Before I could open Crumbl’s signature, perfectly-pink box that guarded its desserts, a magical, peppermint aroma enveloped me—evoking the most endearing memories of past Christmas celebrations. 

Aesthetically speaking, the cookie itself lived up to Crumbl’s notoriously extravagant standards.

While it was not the most elaborate item the franchise offers, the Peppermint Cupcake’s rich, chocolate base enhanced its striking swirls of peppermint cream cheese frosting. The towering delight was fittingly topped with sprinkles of candy cane pieces that enticingly danced across its icing—effectively wrapping it all up with a bow.

Reflecting on that gloriously joyous moment, I wish there was something I could’ve done to stop what came next. 

As soon as I took a bite of the cookie, I realized I had been betrayed by false pretense—my fairytale was shattered. 

Despite the cookie’s deceiving appearance, its taste was an imperfect amalgamation of conflicting flavors. 

While the chocolatey base did its best to ground the cookie—its taste and consistency reminiscent of nostalgic homemade treats—it was wholly unsuccessful in reining in its unruly counterpart.

The thick, peppermint-infused cream cheese frosting was overpoweringly concentrated, veering dangerously far into sickeningly sweet territory and turning this early present into a true nightmare before Christmas.

These two flavors were purely offensive when paired together—two independent expressions of the holiday wasted on each other.

Further, cautious bites only worsened my opinions of the woeful experience, and the once-pleasing peppermint scent quickly became nauseating.

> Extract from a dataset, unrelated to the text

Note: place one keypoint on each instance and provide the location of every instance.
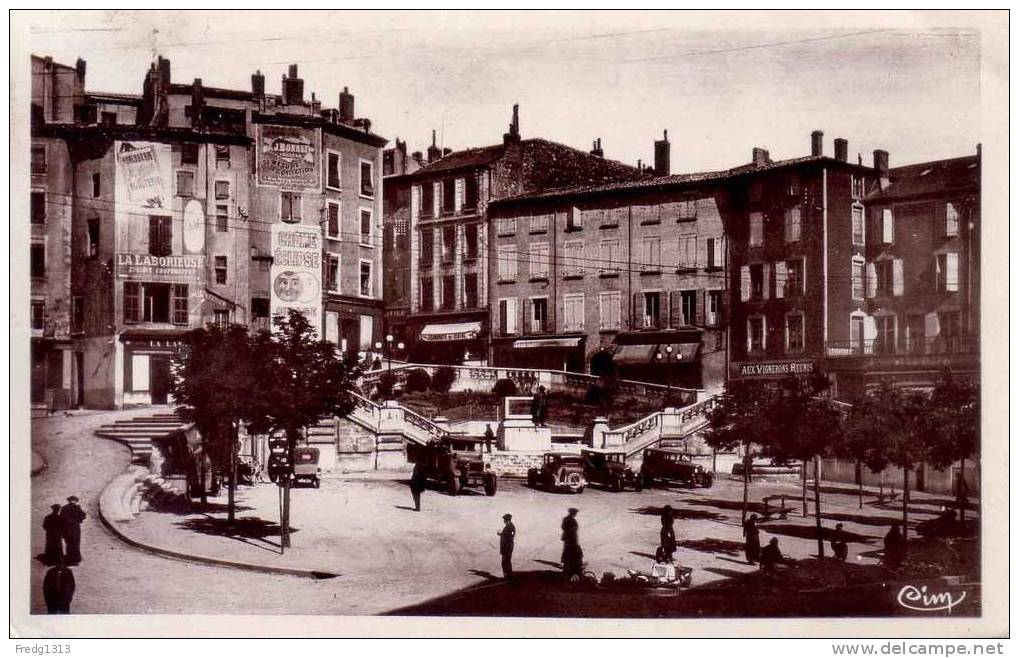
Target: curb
(42, 463)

The worst part of the whole affair? 

The cookie’s grotesque aftertaste lingered long after my final bites—my mouth haunted by the ghosts of this Christmas monstrosity.

I found myself unable to finish my portion, and it was abundantly clear that I had been cheated—as if the Grinch had stolen what should have been a magical holiday experience.

The cookie’s price tag—a whopping $4.88 that would have been better spent on coal—cemented my feelings toward the product; it was overdone, overpriced, and overrated—a larger-than-life cookie that was a colossal disaster.

Crumbl’s sole saving grace is its famed “rotating menu”—employed to create a sense of scarcity—meant the product would sour the Christmas spirits of hopeful customers for just a few more days. 

If the franchise does make the unfortunate mistake of putting the item back on its menu, I would strongly warn any customer—no matter how daring—against it.

Believe me when I say all I will ever want for Christmas is anything but Crumbl Cookies’ Peppermint Cupcake.